The Commons and Nightingale 1 are situated on each side of Florence Street. In February this section of the street hosted a Community Dinner, arranges by the residents of the two buildings. Photo by Kate Longley
When it comes to the more environmental aspect of the project, it is easier to measure. Energy consumption is about 25% of any building in the area, and carbon emissions are minimal, thanks to green sources for electricity and heating. The Nightingale 1 is also fitted with 200 sensors, installed by a PhD student, measuring temperatures and air quality, both internal and external, which are then compared to energy usage.
“Yeah absolutely, and again open and transparent,” answers Jeremy, when I ask him if you could say they use a trial and measure approach to their triple-bottom line.“So, if something doesn’t work, we just say “okay, that is a failure” and then have to find out what we need to do to adjust, to make it better. That’s the idea, and I mean if you guys want to send a crew out to count some people for us that would be awesome,” Jeremy laughs.

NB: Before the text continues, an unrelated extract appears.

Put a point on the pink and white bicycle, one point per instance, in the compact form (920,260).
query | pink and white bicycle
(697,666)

With 22 licenses granted across the country, one is handed over, a few are under construction, and several more are in planning phases, including the Nightingale Village. What the little team in Brunswick do most days, is all about helping the architects with site feasibility studies, land acquisition, financing and planning processes. And – because they themselves are developing the projects – they are also holding information meetings for potential buyers, and balloting nights, where the lucky ones are selected.
But nevertheless, a Nightingale project will still strive for a small and local community. “We could have had 20 buildings in there, but the important thing is that each of the buildings are broken down into individual communities,” Jeremy tells me, when I ask him why the Village has been divided into 7 smaller projects, instead of one big. He breaks down the math for me:
“We know that humans can remember about 150 people and consider them friends. So, limiting the number of apartments to 40 units per building, is again based on the idea that you might want to have about 75 people living in each building. This way they can be part of a broader community, or a part of a broader village. At least that’s the assumption we are making, and we’re happy to take feedback and comments on this.
“But the idea is that they’ve got their own rooftop garden, their own communal areas to come together in, their own laundry, and then they can come out on the street and engage with their broader community. So, there’s an opportunity for them to have their private space, then their own community in a semi-private or semi-public space, and then go out into the public arena where they might go to a cafe or a park downstairs and engage with other people in their community.”
“So yes, we think that the building size can be limited at forty units, and can then be multiplied across the village. We’ve already seen that with the Nightingale 1 and the Commons, and the part of the street they share. Residents from both buildings come together and meet at the café, they meet at the parklet in front of it. Both resident groups have lobbied the council to close the street completely, and turn it into a park, because no one’s gonna bring cars here anyway.”